The Sunday Post (Newcastle)

Leaders say they are serious about climate change. Is that enough?

- BY RICHARD DIXON FRIENDS OF THE EARTH SCOTLAND

This should have been the climate emergency election.

It is our first chance to vote for MSPs since the new Climate Act with its tougher targets, since the Scottish Government declared a climate emergency and since protests by 40,000 people in September 2019 called for more action to reduce climate emissions.

The politician­s we are about to elect will make absolutely vital decisions over the next five years which will deliver a just transition out of fossil fuels and set us firmly on the path to zero climate emissions, or they will delay the action we need and prolong our fossil fuel fixation.

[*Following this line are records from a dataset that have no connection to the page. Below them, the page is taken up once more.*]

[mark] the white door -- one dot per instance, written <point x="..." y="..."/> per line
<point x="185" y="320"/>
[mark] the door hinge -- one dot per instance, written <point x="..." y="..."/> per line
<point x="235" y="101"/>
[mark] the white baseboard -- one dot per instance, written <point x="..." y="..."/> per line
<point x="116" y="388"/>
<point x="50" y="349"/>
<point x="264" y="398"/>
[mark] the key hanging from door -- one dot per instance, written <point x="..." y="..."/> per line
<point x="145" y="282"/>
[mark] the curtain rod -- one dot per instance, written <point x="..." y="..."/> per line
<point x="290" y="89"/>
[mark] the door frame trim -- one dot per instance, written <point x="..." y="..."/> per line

The good news is that all the main parties say they are serious about climate change, talk about creating green jobs and are planning to have a just transition for workers and communitie­s who currently depend on the oil and gas industry. But is it enough and, most importantl­y, is it fast enough?

In the 2015 Paris Agreement the world’s nations agreed to try to keep the warming of the planet to less than 1.5°C. We’ve got less than a decade to avoid that disaster threshold. If we are serious that means almost everything has got to change, from where our energy comes from, how we heat our homes, how we travel to what we eat. There are many good proposals in the manifestos, which would definitely take us in the right direction. But perhaps the big flaw is the blindness to the need to stop extracting oil and gas – if you are in a hole, stop digging!

The Greens are pretty specific about this, the LibDems acknowledg­e that this has got to happen sometime, while the Tories say the oil industry will be with us for decades to come. All but the Greens have some enthusiasm for carbon capture and storage, the industry delaying tactic that has been trying to get off the ground for 20 years, and would let them keep on pumping the oil for years while pretending it’ll be all right in the end.

One possible outcome of the election is that the Greens and the SNP negotiate a coalition to run the country for the next five years. If so, my hope is that the Greens would drive a bargain that makes Scotland finally admit that we can’t take out every last drop of oil and urgently begins the transition in earnest.